Diğer modern testler

Çeşitli modellerle ilgili gelişmeler nedeniyle Kuantum yerçekimi Son yıllarda, Lorentz değişmezliğinin sapmaları (muhtemelen bu modellerden sonra) yine deneycilerin hedefidir. "Yerel Lorentz değişmezliği" (LLI) aynı zamanda serbestçe düşen çerçevelerde de geçerli olduğundan, zayıf Eşdeğerlik ilkesi bu test sınıfına da aittir. Sonuçlar, RMS gibi test teorileri (yukarıda belirtildiği gibi) veya daha da önemlisi KOBİ tarafından analiz edilir.[3]

Ayrıca bakınız

Referanslar

  1. ^ a b c Laub, Jakob (1910). "Über kalıp deneysel Grundlagen des Relativitätsprinzips". Jahrbuch der Radioaktivität und Elektronik. 7: 405–463.
  2. ^ Zhang, Yuan Zhong (1997). Özel Görelilik ve Deneysel Temelleri. World Scientific. ISBN  978-981-02-2749-4.
  3. ^ a b c Mattingly, David (2005). "Lorentz Değişmezliğinin Modern Testleri". Yaşayan Rev. Relativ. 8 (5): 5. arXiv:gr-qc / 0502097. Bibcode:2005LRR ..... 8 .... 5M. doi:10.12942 / lrr-2005-5. PMC  5253993. PMID  28163649.
  4. ^ a b c Will, C.M (2005). "Özel Görelilik: Yüzüncü Yıl Perspektifi". T. Damour'da; O. Darrigol; B. Duplantier; V. Rivasseau (editörler). Poincare Semineri 2005. Basel: Birkhauser. pp.33 –58. arXiv:gr-qc / 0504085. Bibcode:2006eins.book ... 33W. doi:10.1007/3-7643-7436-5_2. ISBN  978-3-7643-7435-8. S2CID  17329576.
  5. ^ a b Roberts, T; Schleif, S; Dlugosz, JM (ed.) (2007). "Özel Göreliliğin deneysel temeli nedir?". Usenet Fizik SSS. Kaliforniya Üniversitesi, Riverside. Alındı 2010-10-31.CS1 bakimi: ek metin: yazarlar listesi (bağlantı)
  6. ^ Köşk, Oliver, Efendim (1909).

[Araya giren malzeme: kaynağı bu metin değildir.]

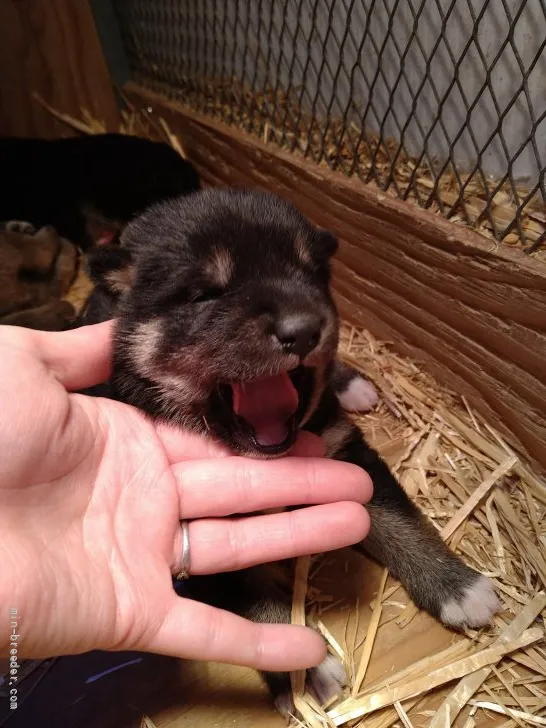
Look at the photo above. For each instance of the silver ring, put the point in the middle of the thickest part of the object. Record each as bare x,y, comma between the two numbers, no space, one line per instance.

Uzayın Eteri. New York: Harper ve Kardeşler.
  7. ^ Lämmerzahl, C. (2005). "Özel Görelilik ve Lorentz Değişmezliği". Annalen der Physik. 517 (1): 71–102. Bibcode:2005 ANP ... 517 ... 71L. doi:10.1002 / ve s.200410127.
  8. ^ a b Robertson, H.P. (1949). "Özel Görelilik Teorisinde Gözleme Karşı Postülat". Modern Fizik İncelemeleri. 21 (3): 378–382. Bibcode:1949RvMP ... 21..378R. doi:10.1103 / RevModPhys.21.378.
  9. ^ Fox, J. G. (1965), "Emisyon Teorilerine Karşı Kanıtlar", Amerikan Fizik Dergisi, 33 (1): 1–17, Bibcode:1965AmJPh..33 ... 1F, doi:10.1119/1.1971219.
  10. ^ Martínez, Alberto A. (2004), "Ritz, Einstein ve Emisyon Hipotezi", Perspektifte Fizik, 6 (1): 4–28, Bibcode:2004PhP ..... 6 .... 4M, doi:10.1007 / s00016-003-0195-6, S2CID  123043585
  11. ^ Filippas, T.A .; Fox, J.G. (1964). "Hareketli Bir Kaynaktan Gama Işınlarının Hızı". Fiziksel İnceleme. 135 (4B): B1071-1075. Bibcode:1964PhRv..135.1071F. doi:10.1103 / PhysRev.135.B1071.
  12. ^ Alväger, T .; Farley, F. J. M .; Kjellman, J .; Wallin, L. (1964), "GeV bölgesindeki özel göreliliğin ikinci postulatının testi", Fizik Mektupları, 12 (3): 260–262, Bibcode:1964PhL .... 12..260A, doi:10.1016/0031-9163(64)91095-9.
  13. ^ Brecher, K. (1977). "Işığın hızı, kaynağın hızından bağımsız mıdır". Fiziksel İnceleme Mektupları. 39 (17): 1051–1054. Bibcode:1977PhRvL..39.1051B. doi:10.1103 / PhysRevLett.39.1051.
  14. ^ Fermi LAT İşbirliği (2009). "Kuantum yerçekimi etkilerinden kaynaklanan ışık hızındaki değişimin sınırı". Doğa. 462 (7271): 331–334. arXiv:0908.1832. Bibcode:2009Natur.462..331A. doi:10.1038 / nature08574. PMID  19865083. S2CID  205218977.